Production-ready green screen in the browser
In this post I show a high-quality green screen implementation directly in the browser. It runs in realtime, uses WebGL for efficiency, and uses a high-quality green screen algorithm that beats your Zoom virtual background. Here’s a live demo, where you can adjust the parameters to place yourself in front of a virtual bookshelf:
Key color | |
---|---|
Similarity | |
Smoothness | |
Spill |
How does it work? Here’s the basic “pipeline”:
- Get a
MediaStream
withgetUserMedia
- Decode the stream with an invisible
<video>
element requestVideoFrameCallback
tells us when a video frame is available- For each frame, copy it to a WebGL texture with
texImage2D
- For each frame, set the uniform parameters of a fragment shader from the new texture and the HTML form
- For each frame, redraw a canvas, shaded by the fragment shader
- In the fragment shader, adjust each pixel’s opacity and color based on its closeness to the chroma of the chosen key color
After tweaking the parameters for your own green screen, you should get a reasonable result like this:
This is similar to the green screen pipeline in my previous post,
but with a much better green screen algorithm.
In the previous post,
the green screen algorithm makes the pixel fully transparent
if g > 0.4 && r < 0.4
(where color channels are measured between 0.0 and 1.0).

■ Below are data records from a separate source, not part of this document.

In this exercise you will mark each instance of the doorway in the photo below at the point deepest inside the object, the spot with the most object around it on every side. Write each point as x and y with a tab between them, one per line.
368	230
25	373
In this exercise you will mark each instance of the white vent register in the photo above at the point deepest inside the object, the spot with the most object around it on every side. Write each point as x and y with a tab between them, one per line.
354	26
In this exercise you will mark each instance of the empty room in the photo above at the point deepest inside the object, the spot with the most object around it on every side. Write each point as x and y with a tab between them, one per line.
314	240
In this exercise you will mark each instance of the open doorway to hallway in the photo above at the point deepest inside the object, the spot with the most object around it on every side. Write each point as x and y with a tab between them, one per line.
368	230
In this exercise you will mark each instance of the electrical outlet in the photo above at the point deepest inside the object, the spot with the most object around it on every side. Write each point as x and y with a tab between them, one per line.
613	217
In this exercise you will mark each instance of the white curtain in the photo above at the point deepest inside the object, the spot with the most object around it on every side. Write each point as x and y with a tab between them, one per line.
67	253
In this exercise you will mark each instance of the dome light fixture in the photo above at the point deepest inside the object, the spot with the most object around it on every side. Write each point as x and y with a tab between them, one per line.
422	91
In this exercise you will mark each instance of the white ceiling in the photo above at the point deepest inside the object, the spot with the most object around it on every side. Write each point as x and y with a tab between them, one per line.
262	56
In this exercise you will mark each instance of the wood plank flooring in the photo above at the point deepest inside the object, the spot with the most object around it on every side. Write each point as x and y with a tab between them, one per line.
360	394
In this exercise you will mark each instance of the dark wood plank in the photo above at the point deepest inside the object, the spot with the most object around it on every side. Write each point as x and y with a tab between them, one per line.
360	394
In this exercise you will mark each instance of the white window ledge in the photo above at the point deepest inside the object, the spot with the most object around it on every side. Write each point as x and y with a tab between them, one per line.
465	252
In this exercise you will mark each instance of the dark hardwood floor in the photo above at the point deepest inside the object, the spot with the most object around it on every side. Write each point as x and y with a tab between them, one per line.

Otherwise, it makes it fully opaque.
But there are more sophisticated methods to decide how transparent a pixel should be,
and to correct for “color spill” (that is, green light reflected from the subject).
The green screen algorithm above is derived from the Chroma Key filter in OBS Studio. The OBS shader is written in HLSL, but WebGL shaders are written in GLSL. Microsoft have a GLSL-to-HLSL conversion reference, which I just read “backwards”. I also removed some extraneous features from the OBS shader that did not seem to improve quality. This left me with:
precision mediump float;
uniform sampler2D tex;
uniform float texWidth;
uniform float texHeight;
uniform vec3 keyColor;
uniform float similarity;
uniform float smoothness;
uniform float spill;
// From https://github.com/libretro/glsl-shaders/blob/master/nnedi3/shaders/rgb-to-yuv.glsl
vec2 RGBtoUV(vec3 rgb) {
return vec2(
rgb.r * -0.169 + rgb.g * -0.331 + rgb.b * 0.5 + 0.5,
rgb.r * 0.5 + rgb.g * -0.419 + rgb.b * -0.081 + 0.5
);
}
vec4 ProcessChromaKey(vec2 texCoord) {
vec4 rgba = texture2D(tex, texCoord);
float chromaDist = distance(RGBtoUV(texture2D(tex, texCoord).rgb), RGBtoUV(keyColor));
float baseMask = chromaDist - similarity;
float fullMask = pow(clamp(baseMask / smoothness, 0., 1.), 1.5);
rgba.a = fullMask;
float spillVal = pow(clamp(baseMask / spill, 0., 1.), 1.5);
float desat = clamp(rgba.r * 0.2126 + rgba.g * 0.7152 + rgba.b * 0.0722, 0., 1.);
rgba.rgb = mix(vec3(desat, desat, desat), rgba.rgb, spillVal);
return rgba;
}
void main(void) {
vec2 texCoord = vec2(gl_FragCoord.x/texWidth, 1.0 - (gl_FragCoord.y/texHeight));
gl_FragColor = ProcessChromaKey(texCoord);
}
The shader works in the YUV color space,
using the U and V components to measure how far a pixel is from the key color.
If the distance is below a threshold called similarity
,
the pixel is fully transparent.
Beyond that, the transparency rises;
the smoothness
parameter controls how quickly the transparency rises.
Similarly, the pixel is desaturated to the extent that its chrominance is close to the key color;
this attempts to account for light reflected from the subject.
The spill
parameter controls how quickly this desaturation drops off.
Ultimately, this shader defines a pure function from an RGBA pixel to an RGBA pixel. (The OBS shader is a bit more “sophisticated” in that it samples neighboring pixels. However, I removed this, because I don’t think it led to a better result.) Potentially, the implementation could be more efficient by enumerating all possible inputs and outputs ahead of time. This is the approach that Apple encourages when implementing green screen as a CIFilter.
To get started adapting this demo, just view source on this page - you should find the source pretty readable.